6.2. Simulation Results

In this subsection, we investigate the performance of the proposed ASC algorithm with simulation results. Three performance metrics, the percentage of active cells, the number of HOs, and average user perceived rate (UPR) are considered. The percentage of active cells is defined as the ratio between the number of active cells and the total number of cells. It will be given separately for macro cells and small cells to assess the power efficiency more accurately in relation with other metrics. The number of HOs is also an important parameter to be considered for controlling the active state of cells. HO often incurs delay and degradation in service reliability. HO performance in a practical system depends on HO algorithms. However, in this simulation HO is determined instantly with received signal strength for simplicity to be free from a specific HO algorithm and parameterization. Thus, the number of HOs will depend on the mobility of MSs and how often ASC algorithm switches on or off a cell. Depending on how many cells are turned off and which cells are off, service quality may be different. One of representative metrics for service quality at MS is average UPR. UPR is defined to be the ratio between the data traffic size and total time to finish its transmission. Thus, UPR represents the end user experience in having wireless service. In summary, the percentage of active cells, the number of HOs, and average UPR are chosen as representative performance metric to assess the power efficiency, service reliability, and end user service experience.
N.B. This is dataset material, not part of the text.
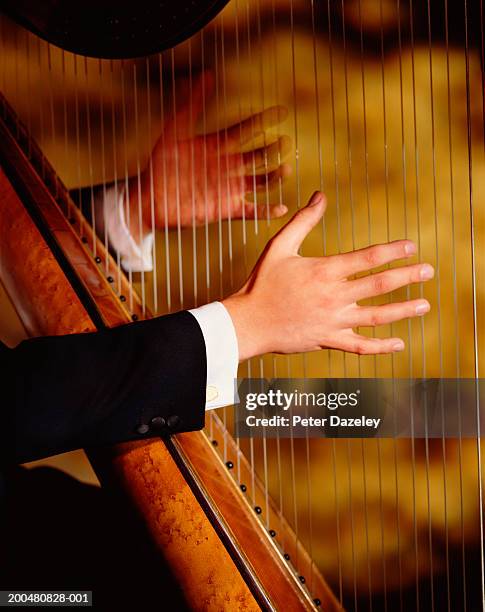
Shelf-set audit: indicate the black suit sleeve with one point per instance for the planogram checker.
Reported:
(128, 383)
The performance of the proposed algorithm is likely to depend mostly on the threshold TH and TL which are used for deciding the active state depending on cell load. In Fig. 1, the effects of these thresholds on the active state were shown for two different traffic densities, 0.01, and 0.001. Two different types of plots were drawn together. First, the percentage of active cells was shown when TL increased from 0.1 to 0.8 with the step of 0.1 while fixing TH = 0.9. It can be observed that the percentage of active macro cells decreases as TL increases. It is because there is more chance to turn off a cell when TL is high. However, the percentage of active small cells is kept constant about 5%. High loading is required to turn on a cell for high TH. However, small cells usually have low loading due to small coverage unless the wireless network is heavily crowded. Second, the percentage of active small cells was shown to decrease as TH decreased from 0.9 to 0.2 with the step of 0.1 while fixing TL = 0.1. Low T:L tends to make relatively large percentage of small cells active, since it activates the cells with small loading. However, the percentage of active macro cells does not change much with increasing TH. As long as traffic density is not very low, and traffic is uniformly distributed geometrically, each macro cell may have some loading due to large coverage. Thus, every macro cell is active when TL = 0.1, and traffic density is 0.01, while there is slight decrease in the percentage of active macro cells when TL = 0.1, and traffic density is 0.001. These results confirm that high TL leads to aggressive active state control while low TH and low TL lead to conservative active state control.

Fig. 1.Effects of load thresholds on active state (solid line : macro cell, dotted line : small cell).

The effect of load thresholds on the number of HOs is shown in Fig. 2. There is no significant change depending on load threshold and traffic density. The number of HOs with traffic density of 0.001 is slightly more than one with 0.01. Since the number of active cells is small when the traffic density is small, turning power on or off influences more MSs. When traffic density is fixed at 0.01, the number of HOs is found to increase slightly with the same reason as TL increases while TH = 0.9 . Since HOs are incurred by both the mobility of MSs and the change in the active state of cells, the variation with load threshold depends on the period of active state control and observation time. Nonetheless, considering the short period of active state control, it is expected that the number of HOs is not very sensitive to the load thresholds.

Fig. 2.Effects of load thresholds on the number of HOs.

The effect of the number of small cells on performances is shown in Fig. 3. It was investigated for two different traffic densities, 0.1, and 0.01. In the top figure, it can be observed that while there is no significant change in the number of active small cells for the traffic density of 0.01, it starts to increase around 70 for the traffic density of 0.1. It is conjectured that as the number of small cells increases, there can be more chance to have small cells with relatively large loading, which produces this result. It is interesting to note that increase in the number of small cells from 10 to 110 does not change the number of active small macro cells much. This result may not be generalized, since massively large number of active cells may have different effect. Due to the limited memory of simulator and simulation time, we could not evaluate the effect of the very large number of small cells which is left for future research with different simulation methodology. In the middle figure, the number of HOs was plotted with the increasing number of small cells. As in Fig. 1, the number of HOs with the traffic density of 0.01 is slightly more than one with the traffic density of 0.1, since the percentage of active macro cells is relatively smaller than one with the traffic density of 0.01. It is also observed that the number of HOs increases slightly as the number of small cells increases. However, it is not significant due to the small coverage of small cells. In the bottom figure, average UPRs were compared. In this paper, UPR is defined to be the ratio between the data traffic size and total time to finish its transmission. Thus, UPR represents the end user experience in having wireless service. Since active state is controlled such that the average loading of active cells can be maintained between the TL and TH. It is expected that the UPRs is not likely to be constant over different number of small cells. Even though there does not seem to be any particular relationship between UPR and the number of small cells, relative variation of UPR seems to be marginal for the different numbers of small cells.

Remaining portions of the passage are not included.